Noi fragili… e resilienti

«Il futuro poggia sulle spalle di chi coltiva la speranza – afferma Mauro Magatti -. Malattie e incidenti toccano tutti. Ma… eravamo abituati a declinare la nostra vulnerabilità nel privato, come se riguardasse gli altri e non noi o, viceversa, noi e non gli altri. Invece, oggi, stiamo imparando che esiste una dimensione comune della vulnerabilità e della fragilità. Sul piano collettivo questa esperienza è piombata come un fulmine e questo fulmine stravolge la nostra società».

La fragilità è desiderio di ascolto, di gentilezza, di servizio a sé e agli altri, e ci consente di sfuggire al fascino stregato delle ideologie, al deserto della indifferenza e dell’egoismo, della aggressività e della violenza. Dalla condizione di rischio e vulnerabilità in cui ci troviamo può nascere una società più forte, libera e capace di cooperare, se avrà la perseveranza di lavorare sodo sulle sue radici. Perché le radici assicurano il rifornimento delle sostanze necessarie allo sviluppo e alla crescita della pianta.

Nella maggior parte dei casi compiono un lavoro molto duro: producendo sostanze lubrificanti e perforando, come un trapano, anche terreni molto compatti si fanno strada tra le particelle di terreno, fino a raggiungere notevoli profondità.

Una diramazione delle radici che nutrono e sostengono la nostra società è la resilienza: la capacità di far fronte in maniera positiva a eventi traumatici, di riorganizzare positivamente la propria vita.

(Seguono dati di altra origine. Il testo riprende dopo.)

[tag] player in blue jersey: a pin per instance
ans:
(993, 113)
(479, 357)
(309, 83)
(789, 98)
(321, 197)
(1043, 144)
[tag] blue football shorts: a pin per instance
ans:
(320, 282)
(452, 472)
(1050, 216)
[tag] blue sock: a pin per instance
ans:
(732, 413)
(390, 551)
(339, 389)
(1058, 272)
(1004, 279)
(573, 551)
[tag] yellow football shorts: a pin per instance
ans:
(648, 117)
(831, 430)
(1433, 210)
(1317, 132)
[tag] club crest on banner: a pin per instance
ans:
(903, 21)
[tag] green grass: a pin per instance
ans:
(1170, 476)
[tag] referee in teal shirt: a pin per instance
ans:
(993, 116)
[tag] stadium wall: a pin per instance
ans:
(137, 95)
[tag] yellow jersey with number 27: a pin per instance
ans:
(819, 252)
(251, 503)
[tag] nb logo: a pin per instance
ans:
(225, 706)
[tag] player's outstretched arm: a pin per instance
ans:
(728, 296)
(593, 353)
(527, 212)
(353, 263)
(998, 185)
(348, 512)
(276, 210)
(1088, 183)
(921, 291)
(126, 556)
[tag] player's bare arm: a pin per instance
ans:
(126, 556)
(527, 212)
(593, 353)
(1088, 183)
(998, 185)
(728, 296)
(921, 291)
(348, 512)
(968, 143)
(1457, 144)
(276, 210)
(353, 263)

Gli individui resilienti sono coloro che, di fronte a difficoltà ed eventi traumatici, non si arrendono, ma al contrario, trovano la forza di andare avanti e sono addirittura capaci di trasformare l’evento negativo subito in una fonte di apprendimento che consente loro di acquisire competenze utili per migliorare la propria esistenza. È una capacità che tutti dovrebbero sfruttare nella vita!

«Noi esseri umani- afferma A. Lowen, noto psicoterapeuta e psichiatra statunitense – siamo come gli alberi: radicati al suolo con una estremità, protesi verso il cielo con l’altra, e tanto più possiamo protenderci quanto più forti sono le nostre radici terrene».

Diamo nuova forma al futuro che ci attende. Rimettiamo al centro di ogni progresso e attenzione la persona umana, rendiamo solide le sue radici, perché possa protendere sempre più verso il cielo!